When it comes to purchasing Ikea furniture, it’s safe to say there’s an unspoken message of “buyer beware.”
Buyer beware of the million pieces you’ll have to navigate in this box. Buyer beware of the marital problems that may come from assembly of this furniture. Buyer beware of the cheap price, as it’s reflected in cheap materials. For Nicole Oka, the message was buyer beware: this furniture may fall over and crush small children.
It’s a hazard that has killed at least 10 kids, and one that Nicole was terrified of while decorating her twins’ bedroom in 2017.
“I remember being so afraid of this happening,” she told USA Today. “It felt like a very real thing that could happen to me.”
After picking out a tall Ikea bookshelf, Nicole and her husband used the included hardware to anchor it to the wall—as suggested by the instructions.
Then, earlier this month, her nightmare became a reality.
On June 3, Nicole and her husband put their 2-year-old twins, Clara and Dominic, to bed around 7:15 p.m.
After they left the room, Clara walked over to the bookcase—which was securely fastened to the wall—pulled the bottom drawer out, and climbed in. She ushered her brother Dominc over to join her. Harrowing video footage captured by the Oka’s baby monitor shows the moment the toddlers’ weight caused the anchored bookcase to tip over, crashing down on top of them.
Nicole said she heard the thud from upstairs, glanced at the baby monitor and saw the bookcase flat on the floor. She and her husband rushed downstairs to the twins’ bedroom where they lifted the bookcase and checked for bumps and bruises. Thankfully, they found none.
“My babies could have died,” Nicole said. “I did everything right. I did everything I should have.”
Although Ikea has long stressed the importance of anchoring it’s furniture, the company has a track record of tipping incidents—with five deaths since 2014.
In 2016, Ikea recalled 17.3 million dressers. At the time, the company acknowledged that most of its dressers did not meet the furniture industry’s stability test, which is meant to ensure a piece of furniture will remain upright in the case of a child pulling on it, or several drawers being open at once—both of which happened when the Oka twins’ bookcase came crashing down.
The Ikea bookshelf that tipped onto Clara and Dominic is part of the Brimnes line, which includes three dressers that were recalled in 2016. The tall, slim unit is six feet tall, has two drawers at the bottom and four shelves.
That night, after putting her twins back to bed, Nicole says she checked on the stability of another Ikea bookcase in her 4-year-old son’s bedroom. The unit, which was also anchored to the wall had come detached when she pulled at it.
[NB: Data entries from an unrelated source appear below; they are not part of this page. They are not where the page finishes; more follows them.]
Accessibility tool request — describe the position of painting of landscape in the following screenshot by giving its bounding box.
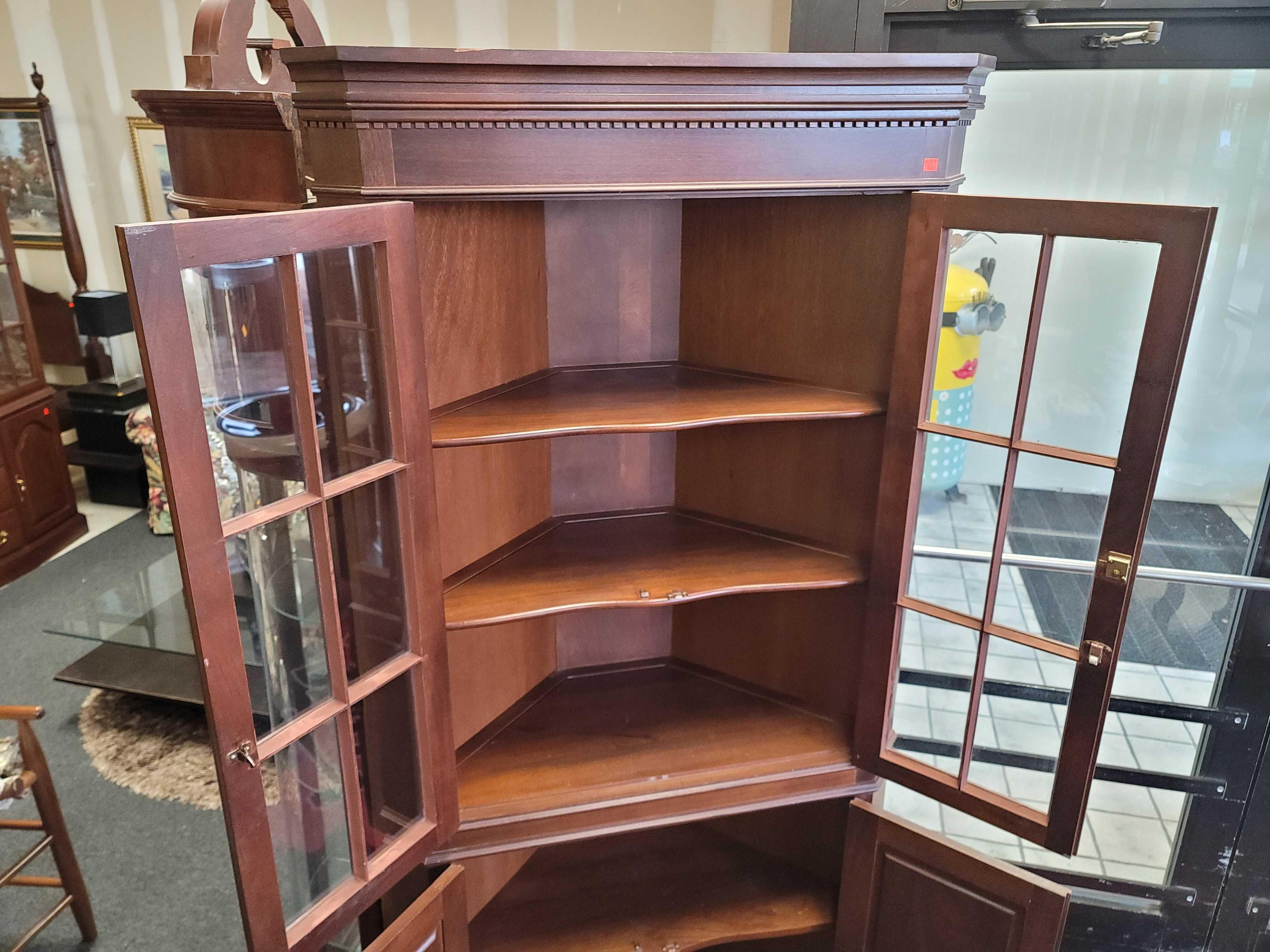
[0,109,62,248]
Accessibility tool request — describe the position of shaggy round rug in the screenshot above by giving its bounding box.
[79,688,278,810]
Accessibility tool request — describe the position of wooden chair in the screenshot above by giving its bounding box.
[0,704,97,952]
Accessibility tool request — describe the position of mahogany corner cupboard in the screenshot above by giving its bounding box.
[119,46,1214,952]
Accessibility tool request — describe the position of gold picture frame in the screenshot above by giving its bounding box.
[128,115,189,221]
[0,99,62,250]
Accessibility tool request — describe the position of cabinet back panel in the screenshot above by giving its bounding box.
[551,433,676,515]
[705,797,850,882]
[414,202,547,408]
[671,585,866,736]
[432,439,551,576]
[679,194,909,393]
[674,416,885,565]
[545,199,683,367]
[556,606,674,671]
[447,617,556,748]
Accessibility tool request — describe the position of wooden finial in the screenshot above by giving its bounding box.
[30,63,48,105]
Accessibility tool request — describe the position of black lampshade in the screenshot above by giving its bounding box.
[74,291,132,337]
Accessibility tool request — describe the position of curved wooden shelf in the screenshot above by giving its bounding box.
[432,363,884,447]
[446,510,865,630]
[470,824,836,952]
[458,659,855,828]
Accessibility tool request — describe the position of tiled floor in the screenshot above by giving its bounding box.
[881,484,1224,882]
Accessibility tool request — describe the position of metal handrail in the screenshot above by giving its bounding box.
[913,546,1270,591]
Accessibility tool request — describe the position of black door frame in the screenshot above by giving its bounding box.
[790,0,1270,70]
[790,9,1270,952]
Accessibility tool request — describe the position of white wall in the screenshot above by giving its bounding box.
[954,70,1270,505]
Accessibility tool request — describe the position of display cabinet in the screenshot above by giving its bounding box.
[0,203,88,584]
[121,41,1213,952]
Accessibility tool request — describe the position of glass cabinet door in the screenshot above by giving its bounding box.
[857,193,1215,855]
[0,211,44,400]
[119,203,457,952]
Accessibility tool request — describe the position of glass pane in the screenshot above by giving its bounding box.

Nicole says she’s watched the video countless times trying to figure out how her children made it out unscathed. She believes the bookshelves fell out of place when the unit came crashing forward, which may have caused her children to be trapped in the frame, but not crushed.
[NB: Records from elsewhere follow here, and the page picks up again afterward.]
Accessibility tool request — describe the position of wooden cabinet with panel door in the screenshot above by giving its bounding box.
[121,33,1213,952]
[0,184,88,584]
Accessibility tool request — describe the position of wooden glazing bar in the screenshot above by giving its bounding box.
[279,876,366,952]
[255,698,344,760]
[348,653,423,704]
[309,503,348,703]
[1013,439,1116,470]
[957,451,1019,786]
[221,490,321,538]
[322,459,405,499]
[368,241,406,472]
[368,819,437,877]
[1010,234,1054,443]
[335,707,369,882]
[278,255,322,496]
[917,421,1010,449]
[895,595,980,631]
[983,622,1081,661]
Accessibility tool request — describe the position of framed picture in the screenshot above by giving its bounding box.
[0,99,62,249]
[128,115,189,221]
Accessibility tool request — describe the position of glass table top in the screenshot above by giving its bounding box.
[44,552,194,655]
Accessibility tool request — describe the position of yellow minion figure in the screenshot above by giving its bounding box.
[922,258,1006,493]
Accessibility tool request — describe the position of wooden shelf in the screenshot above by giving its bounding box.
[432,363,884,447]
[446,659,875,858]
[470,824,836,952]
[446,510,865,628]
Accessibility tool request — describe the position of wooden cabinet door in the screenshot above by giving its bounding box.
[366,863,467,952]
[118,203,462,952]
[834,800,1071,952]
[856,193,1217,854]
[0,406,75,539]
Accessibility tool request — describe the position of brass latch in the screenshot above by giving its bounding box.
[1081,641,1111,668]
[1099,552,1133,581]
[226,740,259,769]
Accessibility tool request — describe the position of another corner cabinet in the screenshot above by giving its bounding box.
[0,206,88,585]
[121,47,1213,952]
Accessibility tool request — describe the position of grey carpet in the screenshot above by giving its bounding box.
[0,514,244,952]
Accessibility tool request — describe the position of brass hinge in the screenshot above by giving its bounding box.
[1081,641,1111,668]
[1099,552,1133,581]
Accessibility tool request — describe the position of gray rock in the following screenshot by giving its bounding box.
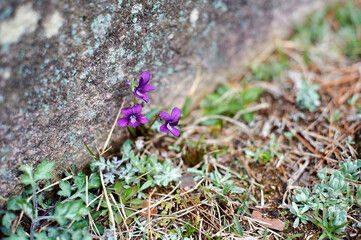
[0,0,327,197]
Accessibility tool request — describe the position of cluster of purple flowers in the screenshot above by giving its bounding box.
[118,72,182,137]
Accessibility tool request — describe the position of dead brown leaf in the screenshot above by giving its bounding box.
[252,210,285,231]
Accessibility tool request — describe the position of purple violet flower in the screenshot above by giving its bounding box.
[159,107,182,137]
[118,104,148,128]
[133,71,155,103]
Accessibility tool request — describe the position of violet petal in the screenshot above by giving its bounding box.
[170,107,182,122]
[140,84,155,93]
[138,71,150,88]
[118,117,129,127]
[128,121,140,128]
[137,114,149,124]
[122,107,133,117]
[167,123,180,137]
[159,111,170,122]
[132,104,142,115]
[159,123,169,133]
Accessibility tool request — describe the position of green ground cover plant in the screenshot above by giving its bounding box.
[0,1,361,240]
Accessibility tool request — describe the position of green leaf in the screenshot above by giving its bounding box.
[1,212,16,235]
[114,213,123,224]
[145,107,162,122]
[54,199,89,225]
[34,160,55,181]
[114,182,123,194]
[139,180,154,191]
[6,196,22,211]
[123,186,138,202]
[84,143,95,157]
[19,165,36,187]
[233,214,243,237]
[58,180,71,197]
[127,126,136,136]
[16,199,34,220]
[4,228,28,240]
[182,97,192,120]
[129,198,144,205]
[74,171,86,191]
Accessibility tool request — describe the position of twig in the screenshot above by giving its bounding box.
[233,103,270,120]
[147,188,157,240]
[100,100,125,155]
[99,171,117,240]
[194,115,251,135]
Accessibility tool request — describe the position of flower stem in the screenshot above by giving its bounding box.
[147,113,159,135]
[149,113,159,130]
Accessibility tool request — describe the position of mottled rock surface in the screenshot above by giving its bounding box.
[0,0,327,197]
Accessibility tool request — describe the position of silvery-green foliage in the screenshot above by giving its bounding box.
[290,157,361,235]
[340,157,361,181]
[187,164,244,194]
[91,142,181,191]
[296,81,320,112]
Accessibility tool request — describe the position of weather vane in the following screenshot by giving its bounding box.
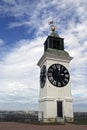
[49,21,55,32]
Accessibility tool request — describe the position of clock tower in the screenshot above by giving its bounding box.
[38,25,73,123]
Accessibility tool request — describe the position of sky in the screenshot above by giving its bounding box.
[0,0,87,111]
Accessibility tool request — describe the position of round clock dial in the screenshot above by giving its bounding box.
[40,65,46,88]
[47,64,70,87]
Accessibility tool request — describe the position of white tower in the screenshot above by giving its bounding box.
[38,26,73,122]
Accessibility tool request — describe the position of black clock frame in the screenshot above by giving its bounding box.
[40,65,46,88]
[47,64,70,87]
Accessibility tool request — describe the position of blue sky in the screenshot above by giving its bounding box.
[0,0,87,111]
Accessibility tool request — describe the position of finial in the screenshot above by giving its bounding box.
[51,25,55,32]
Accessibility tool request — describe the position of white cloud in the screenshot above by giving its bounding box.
[0,37,45,109]
[0,0,87,111]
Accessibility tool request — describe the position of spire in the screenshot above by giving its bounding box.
[49,21,59,38]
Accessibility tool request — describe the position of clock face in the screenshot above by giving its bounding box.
[47,64,70,87]
[40,65,46,88]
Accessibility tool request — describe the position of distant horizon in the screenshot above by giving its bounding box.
[0,0,87,111]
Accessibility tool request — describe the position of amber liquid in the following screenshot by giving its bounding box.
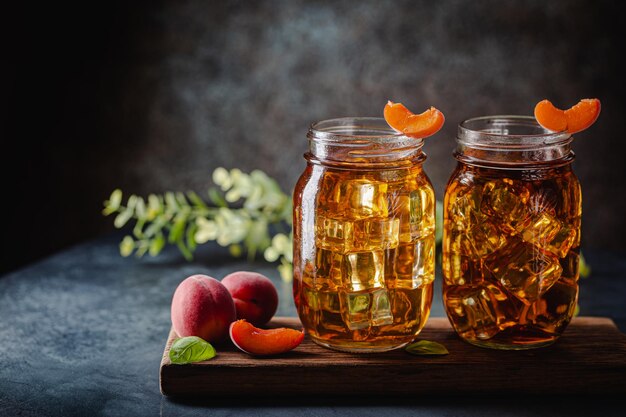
[442,164,581,349]
[294,164,435,351]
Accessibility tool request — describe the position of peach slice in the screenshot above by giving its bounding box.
[384,101,445,139]
[535,98,601,133]
[230,320,304,356]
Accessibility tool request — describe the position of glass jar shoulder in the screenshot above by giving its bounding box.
[444,163,582,223]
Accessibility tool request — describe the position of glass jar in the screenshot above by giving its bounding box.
[442,116,581,349]
[293,117,435,352]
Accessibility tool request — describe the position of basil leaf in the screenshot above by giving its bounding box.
[404,340,450,356]
[170,336,215,365]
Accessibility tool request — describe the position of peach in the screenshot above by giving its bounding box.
[171,275,237,342]
[230,320,304,356]
[222,271,278,326]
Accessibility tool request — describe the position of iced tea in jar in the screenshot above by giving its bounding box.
[442,116,581,349]
[293,118,435,352]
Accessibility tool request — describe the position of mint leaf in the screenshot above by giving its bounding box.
[404,340,450,356]
[170,336,215,365]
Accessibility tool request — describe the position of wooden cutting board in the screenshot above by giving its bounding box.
[160,317,626,398]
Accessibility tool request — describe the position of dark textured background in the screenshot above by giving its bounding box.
[0,1,626,271]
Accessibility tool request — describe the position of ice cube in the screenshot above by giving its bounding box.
[393,234,435,288]
[313,248,343,290]
[332,179,388,219]
[485,241,562,302]
[339,291,372,330]
[517,212,569,249]
[342,250,385,291]
[315,216,354,252]
[409,187,435,238]
[317,291,346,336]
[559,250,580,284]
[481,178,530,232]
[448,187,483,230]
[371,289,393,326]
[461,218,506,259]
[444,282,516,340]
[526,280,578,334]
[347,218,400,251]
[548,224,580,258]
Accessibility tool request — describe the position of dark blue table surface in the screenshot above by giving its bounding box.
[0,235,626,417]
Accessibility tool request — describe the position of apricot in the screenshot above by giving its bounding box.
[535,98,601,133]
[171,275,237,342]
[230,320,304,356]
[222,271,278,326]
[384,101,446,139]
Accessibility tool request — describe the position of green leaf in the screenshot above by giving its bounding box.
[176,240,193,261]
[213,167,232,189]
[168,212,187,243]
[120,236,135,257]
[135,197,147,220]
[135,240,150,258]
[113,208,133,229]
[126,194,137,210]
[107,188,122,211]
[169,336,216,365]
[165,191,179,212]
[404,340,450,356]
[148,233,165,256]
[228,244,241,258]
[187,191,208,209]
[185,223,198,250]
[143,217,167,238]
[209,188,228,207]
[133,219,146,239]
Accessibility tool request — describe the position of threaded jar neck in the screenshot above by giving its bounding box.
[305,117,426,168]
[454,115,574,169]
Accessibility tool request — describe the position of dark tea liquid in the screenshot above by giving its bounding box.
[443,164,581,349]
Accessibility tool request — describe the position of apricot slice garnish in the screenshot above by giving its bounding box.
[384,101,445,139]
[230,320,304,356]
[535,98,601,133]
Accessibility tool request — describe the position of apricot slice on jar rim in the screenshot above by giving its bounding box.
[384,101,445,139]
[535,98,601,133]
[230,320,304,356]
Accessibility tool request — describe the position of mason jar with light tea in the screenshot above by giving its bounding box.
[293,117,435,352]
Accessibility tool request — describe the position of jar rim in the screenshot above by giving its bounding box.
[307,116,424,146]
[457,115,572,150]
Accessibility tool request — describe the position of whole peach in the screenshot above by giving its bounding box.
[222,271,278,326]
[171,275,237,342]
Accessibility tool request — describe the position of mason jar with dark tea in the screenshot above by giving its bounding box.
[442,116,582,349]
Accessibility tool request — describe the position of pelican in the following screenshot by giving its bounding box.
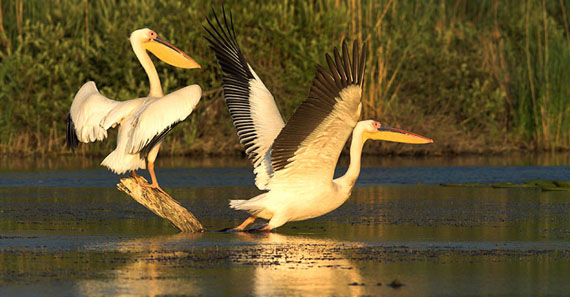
[205,7,433,231]
[67,28,202,192]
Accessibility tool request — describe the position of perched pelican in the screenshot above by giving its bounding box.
[205,11,433,231]
[67,28,202,191]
“I’m so glad that I have this video. As horrible as it is to watch it, I know the outcome was that they were fine,” she said. “And your mind obviously is going to go to the kids that aren’t fine.”
Nicole is working with a Philadelphia law firm who has represented several parents of children who have died due to Ikea dressers tipping over. She says she doesn’t plan on filing litigation against the company because her children were not injured, but has filed a complaint with the U.S. Consumer Product Safety Commission, who is investigating the incident.
Ikea spokeswoman Hanna Bengtsander, said in a statement that the company was aware of the incident and grateful the children were not injured.
“We are currently reviewing the video involving the BRIMNES bookcase and need more time to get a better understanding of the details,” she said. “We cannot provide any additional comment at this time.”